Questions about the Hermetic Java project
David Holmes
david.holmes at oracle.com
Wed Jun 4 04:31:20 UTC 2025
On 4/06/2025 5:00 am, Jiangli Zhou wrote:
> On Mon, Jun 2, 2025 at 6:22 PM David Holmes <david.holmes at oracle.com> wrote:
>>
>> On 3/06/2025 9:29 am, Jiangli Zhou wrote:
>>> On Sun, Jun 1, 2025 at 7:55 PM David Holmes <david.holmes at oracle.com> wrote:
>>>>
>>>> On 31/05/2025 7:20 am, Jiangli Zhou wrote:
>>>>> On Thu, May 29, 2025 at 11:54 PM David Holmes <david.holmes at oracle.com> wrote:
>>>>>>
>>>>>> On 30/05/2025 9:26 am, Jiangli Zhou wrote:
>>>>>>>
>>>>>>> I just thought of one more thing related to the discussion now. Any
>>>>>>> concern if the implementation does not ignore JNI_OnLoad_L and etc if
>>>>>>> they are defined application's dynamically linked native libraries? Or
>>>>>>> that's unspecified behavior and it's up to the implement to decide?
>>>>>>
>>>>>> For Internal libraries or external? For external you have to follow the
>>>>>> spec - if both methods exist you only want to execute one of them.
>>>>>
>>>>> It's for the external (non-JDK) library that I'm a bit more cautious.
>>>>>
>>>>> In the existing code in JDK mainline,
>>>>> https://github.com/openjdk/jdk/blob/3cc630985d47be6ba4cf991698e999f17dbde203/src/java.base/share/classes/jdk/internal/loader/NativeLibraries.java#L117,
>>>>> loadLibrary() first tries to find the built-in library using
>>>>> JNI_OnLoad_L symbol (L is the library name). When dlsym is called to
>>>>> find the symbol from the main process, any of the already loaded
>>>>> shared libraries are also searched, as described by the dlsym man page
>>>>> (included related part below).
>>>>>
>>>>> https://man7.org/linux/man-pages/man3/dlsym.3.html:
>>>>> RTLD_DEFAULT
>>>>> Find the first occurrence of the desired symbol using the
>>>>> default shared object search order. The search will
>>>>> include global symbols in the executable and its
>>>>> dependencies, as well as symbols in shared objects that
>>>>> were dynamically loaded with the RTLD_GLOBAL flag.
>>>>>
>>>>> I think it would be rare, it is possible to construct such case:
>>>>>
>>>>> There are user JNI libraries A and B, with B is built as a dependency
>>>>> of A. A defines JNI_OnLoad_A and JNI_OnLoad. B defines JNI_OnLoad_B
>>>>> and JNI_OnLoad. When A is being loaded using loadLibrary(),
>>>>> loadLibrary() tries first to lookup JNI_OnLoad_A, which is not found.

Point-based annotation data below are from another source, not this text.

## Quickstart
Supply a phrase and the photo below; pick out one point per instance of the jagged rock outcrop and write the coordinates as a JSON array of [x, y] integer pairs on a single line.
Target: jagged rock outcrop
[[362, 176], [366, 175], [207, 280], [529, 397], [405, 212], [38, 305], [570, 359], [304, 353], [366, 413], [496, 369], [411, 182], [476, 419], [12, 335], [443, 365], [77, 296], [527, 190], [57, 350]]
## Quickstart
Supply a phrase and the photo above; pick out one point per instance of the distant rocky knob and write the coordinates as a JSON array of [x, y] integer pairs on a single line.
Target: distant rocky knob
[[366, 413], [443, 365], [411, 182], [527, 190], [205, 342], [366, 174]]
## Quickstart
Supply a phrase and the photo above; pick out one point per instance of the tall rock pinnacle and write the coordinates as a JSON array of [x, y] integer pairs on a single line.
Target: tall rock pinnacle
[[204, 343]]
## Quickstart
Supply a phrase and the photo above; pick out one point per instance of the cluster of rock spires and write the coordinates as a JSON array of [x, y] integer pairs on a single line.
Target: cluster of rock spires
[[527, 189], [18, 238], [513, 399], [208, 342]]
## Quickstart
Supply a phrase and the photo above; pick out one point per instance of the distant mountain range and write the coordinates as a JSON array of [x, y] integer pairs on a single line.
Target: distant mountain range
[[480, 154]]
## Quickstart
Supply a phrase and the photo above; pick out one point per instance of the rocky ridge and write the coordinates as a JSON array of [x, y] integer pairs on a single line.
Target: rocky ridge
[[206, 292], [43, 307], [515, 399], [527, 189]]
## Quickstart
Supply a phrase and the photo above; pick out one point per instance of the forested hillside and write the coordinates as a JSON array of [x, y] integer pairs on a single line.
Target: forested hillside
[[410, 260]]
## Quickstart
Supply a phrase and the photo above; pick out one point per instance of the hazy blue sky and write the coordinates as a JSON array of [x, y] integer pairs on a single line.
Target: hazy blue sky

>>>>> A is then loaded dynamically, which causes B being loaded implicitly
>>>>> as a dependency of A. Later when loadLibrary() is called for B,
>>>>> JNI_OnLoad_B would be found and then called. This is an existing
>>>>> behavior. I think it's an unspecified behavior and we don't need to
>>>>> add any additional checks to prevent JNI_OnLoad_B from being called.
>>>>
>>>> That sounds like a significant design flaw to me. You can't specify that
>>>> JNI_OnLoad_L will only be called if L is statically linked, if the
>>>> existence of JNI_OnLoad_L is used to infer that L is statically linked!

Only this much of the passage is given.